Did some testing: Large tar backup (~13 GB, all tests took around 3 minutes) from sdb (SATA SSD) to sda (SATA conventional disk), always on a rebooted system (really reading from the disk, not from cache). tar keeps sdb almost 100 % busy reading most of the time during this test, with some short periods of activity between 75 and just below 100 %, and 0 % at the end when sda is writing out the rest of the backup. 2 sec interval iostat and vmstat. iostat looks fine in all cases, it doesn't seem to use the broken diskstats value in any way. vmstat for sda also looks fine in all cases. I assume that's because a conventional disk operation always takes long enough to avoid the truncation problem which seems to cause the wrong numbers (see below). The bug shows up in the vmstat files for sdb: The vmstat values shown are cumulative totals, not per interval. "Total reads" and "sectors read" are almost identical for all three tests, which proves that I measured the same thing in all tests. The interesting column is "reads ms" for sdb, i.e. cumulative time spent reading since reboot. For 4.18, it is 3530 ms, which is way too low for a backup reading 100 % for several minutes and 13 GB read. For 4.17, it is roughly 3 minutes, which is correct (corresponds to the time the backup takes). For patched 4.18 (see below), it is roughly 52 minutes, which is way to high for 3 minutes wallclock time. This corresponds to xfce's graphical disk load panel plugin: For 4.17, it seems to be correct (between 90 and 100 %), for 4.18 unpatched, it is almost always at 0 %, and for 4.18 patched, it is permanently at 100 %. Unpatched 4.18 also shows "0 ms total write time" since reboot for sdb, which is also definitely wrong (sdb is my system disk, it writes!). About the patch: osandov@osandov.com sent me the following: This was probably 522a777566f5 ("block: consolidate struct request timestamp fields"). Not the proper fix, but can you try the following: diff --git a/block/blk-core.c b/block/blk-core.c index 4dbc93f43b38..663430090281 100644 --- a/block/blk-core.c +++ b/block/blk-core.c @@ -2738,7 +2738,7 @@ void blk_account_io_done(struct request *req, u64 now) struct hd_struct *part; int cpu; - duration = nsecs_to_jiffies(now - req->start_time_ns); + duration = max(nsecs_to_jiffies(now - req->start_time_ns), 1); cpu = part_stat_lock(); part = req->part; So obviously, if a disk operation completes quickly, its timing gets truncated to 0 and is lost from the statistics.

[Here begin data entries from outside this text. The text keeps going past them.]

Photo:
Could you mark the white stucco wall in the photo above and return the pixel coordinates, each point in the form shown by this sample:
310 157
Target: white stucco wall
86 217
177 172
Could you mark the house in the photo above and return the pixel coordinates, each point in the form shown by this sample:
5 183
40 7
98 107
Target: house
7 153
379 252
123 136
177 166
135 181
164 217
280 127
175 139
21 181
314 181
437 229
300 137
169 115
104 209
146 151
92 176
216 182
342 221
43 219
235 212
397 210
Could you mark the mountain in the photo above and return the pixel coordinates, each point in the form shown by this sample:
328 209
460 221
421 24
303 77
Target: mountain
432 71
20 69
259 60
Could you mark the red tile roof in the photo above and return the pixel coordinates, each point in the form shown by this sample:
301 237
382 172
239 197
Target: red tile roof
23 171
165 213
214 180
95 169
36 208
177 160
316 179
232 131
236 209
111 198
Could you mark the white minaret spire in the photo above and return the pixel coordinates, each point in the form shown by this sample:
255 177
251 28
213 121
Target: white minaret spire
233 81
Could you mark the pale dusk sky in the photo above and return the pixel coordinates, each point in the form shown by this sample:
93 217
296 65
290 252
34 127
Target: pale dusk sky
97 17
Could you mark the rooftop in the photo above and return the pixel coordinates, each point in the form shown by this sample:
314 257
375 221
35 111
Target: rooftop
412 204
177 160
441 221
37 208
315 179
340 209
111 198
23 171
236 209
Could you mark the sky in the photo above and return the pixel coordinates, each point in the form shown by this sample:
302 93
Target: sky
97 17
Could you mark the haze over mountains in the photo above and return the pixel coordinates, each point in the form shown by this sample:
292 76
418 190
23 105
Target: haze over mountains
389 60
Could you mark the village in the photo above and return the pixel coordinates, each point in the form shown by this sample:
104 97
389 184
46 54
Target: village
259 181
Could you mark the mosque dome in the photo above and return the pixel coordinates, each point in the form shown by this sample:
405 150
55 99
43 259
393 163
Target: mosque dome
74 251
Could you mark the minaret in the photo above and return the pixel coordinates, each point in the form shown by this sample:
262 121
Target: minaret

Created attachment 278499 [details] vmstat sda 4.17
Created attachment 278501 [details] vmstat sdb 4.17
Created attachment 278503 [details] vmstat sda 4.18 unpatched
Created attachment 278505 [details] vmstat sdb 4.18 unpatched
Created attachment 278507 [details] vmstat sda 4.18 patched
Created attachment 278509 [details] vmstat sdb 4.18 patched
Created attachment 278511 [details] iostat 4.17
Created attachment 278513 [details] iostat 4.18 unpatched
Created attachment 278515 [details] iostat 4.18 patched
Klaus, please try 4.19-rc5. It should be fixed by https://git.kernel.org/pub/scm/linux/kernel/git/torvalds/linux.git/commit/?id=b57e99b4b8b0ebdf9707424e7ddc0c392bdc5fe6.
Tried 4.19-rc5. Xfce graphical disk load (busy time) looks good. diskstats and vmstat values are much better than for 4.18, but still different from 4.17: They are a few percent higher in 4.19. I noticed because "time spent reading" for my test case (backup) now exceeds wallclock time by 20 percent or so, whereas in 4.17, it was just below wallclock time. Is this diskstats field expected to contain "disk busy time reading" (i.e. if there are 10 parallel read requests, time is counted only once), or is it "total time spent in all read requests" (i.e. for 10 parallel requests, 10 times wallclock time is counted)? In the first case, the actual number in 4.19 would be too high, for the second case, it's perfectly fine.
It is the second case, so that's good to hear! As the commit mentions, before 4.18 we would actually under-account, so it's not surprising that it exceeds wall clock time where it previously didn't.